The dulcian travelled with the Spanish empire to the Americas, where, under its Spanish name bajón, it became a fixture of cathedral music. Latin American cathedrals continued to maintain bajón players long after the instrument had been displaced in Europe by the Baroque bassoon, and the bajón continued to support choral music there well into the eighteenth century. This colonial afterlife is a substantial part of the dulcian’s cultural footprint and one of the reasons modern players are still able to consult a deep stock of historical music written specifically for the instrument.
Notable Players and Examples
The most important institutional collections of dulcians are at the Museum of Musical Instruments in Brussels (which holds the famous Melchor set of soprano, G-alto, F-alto, tenor, and bass dulcians shown in the photograph that accompanies this article) and at the Museu de la Música de Barcelona (which holds a notable bajón from 1700). The Linz instrument, with its leather covering and built-in mute, is a key reference for modern makers, as is the Denner instrument from around 1700.
The modern revival of the dulcian has been driven both by historically informed performance ensembles and by individual specialists. Hans Mons’s Dulcian Home Page (one of the standard online resources for the instrument) and Maggie Kilbey’s book Curtal, Dulcian, Bajón – A History of the Precursor to the Bassoon together provide a thorough modern documentation of the instrument and its repertoire. The International Double Reed Society publishes regular articles and reviews on dulcian and bajón performance, and the instrument is now a regular voice in early-music recordings of seventeenth-century repertoire.
Comparison with Related Instruments
Compared with the modern bassoon, the dulcian is shorter, lighter, simpler in key work, and made from a single piece of wood rather than from several joints. It has a flared bell where the bassoon does not, and its tone is more direct and reedy, with less of the smooth roundness that came with the more refined bores and key work of the eighteenth and nineteenth centuries. As a transitional instrument, however, it shares the bassoon’s exposed double reed, its conical bore, and its register and role.
Compared with the oboe, the dulcian is much larger and lower-pitched and uses two parallel bores rather than one straight bore, but the family relationship is unmistakable: both are double-reed conical instruments with exposed reeds and embouchure-driven control. Compared with the wind-cap double-reed instruments of its own period (the crumhorn, the rauschpfeife, the bagpipe chanter), the dulcian’s exposed reed is what makes it musically distinctive — and what allowed it, eventually, to evolve into the bassoon rather than to remain a quaint Renaissance specialty like the crumhorn.
Compared with the recorder, the other great Renaissance consort instrument, the dulcian provides a louder and more cutting alternative for outdoor use and a substantially deeper bass register. The two were often used together in mixed Renaissance consorts.
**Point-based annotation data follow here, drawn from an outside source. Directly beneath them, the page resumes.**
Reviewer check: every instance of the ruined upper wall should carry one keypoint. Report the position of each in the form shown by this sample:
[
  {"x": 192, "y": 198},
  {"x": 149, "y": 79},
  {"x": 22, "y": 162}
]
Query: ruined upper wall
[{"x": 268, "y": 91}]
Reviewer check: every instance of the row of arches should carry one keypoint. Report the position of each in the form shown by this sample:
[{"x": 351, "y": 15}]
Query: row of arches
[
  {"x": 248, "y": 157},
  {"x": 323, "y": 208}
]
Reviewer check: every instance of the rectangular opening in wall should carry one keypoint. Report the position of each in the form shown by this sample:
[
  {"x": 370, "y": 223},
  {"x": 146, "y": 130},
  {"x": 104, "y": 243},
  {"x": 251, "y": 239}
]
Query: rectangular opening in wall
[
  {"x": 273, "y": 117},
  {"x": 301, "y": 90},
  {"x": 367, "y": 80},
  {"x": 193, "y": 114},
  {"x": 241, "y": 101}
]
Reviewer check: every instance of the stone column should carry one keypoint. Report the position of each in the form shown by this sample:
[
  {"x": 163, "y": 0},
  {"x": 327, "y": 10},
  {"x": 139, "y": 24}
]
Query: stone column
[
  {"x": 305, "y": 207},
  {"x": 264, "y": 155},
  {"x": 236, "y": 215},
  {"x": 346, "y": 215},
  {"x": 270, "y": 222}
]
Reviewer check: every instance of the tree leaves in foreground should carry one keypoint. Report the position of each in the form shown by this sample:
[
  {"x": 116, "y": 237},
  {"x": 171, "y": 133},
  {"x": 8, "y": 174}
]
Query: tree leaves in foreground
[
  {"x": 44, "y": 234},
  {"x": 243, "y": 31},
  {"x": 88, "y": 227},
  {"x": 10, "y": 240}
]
Finally, although the clarinet belongs to a different acoustic family altogether (single reed, cylindrical bore, overblowing at the twelfth), it is worth noting that the clarinet emerged at the very end of the dulcian’s working life, and the two instruments together help to mark the boundary between the Renaissance and Baroque double-reed world and the more diverse single- and double-reed wind sections of the Classical orchestra.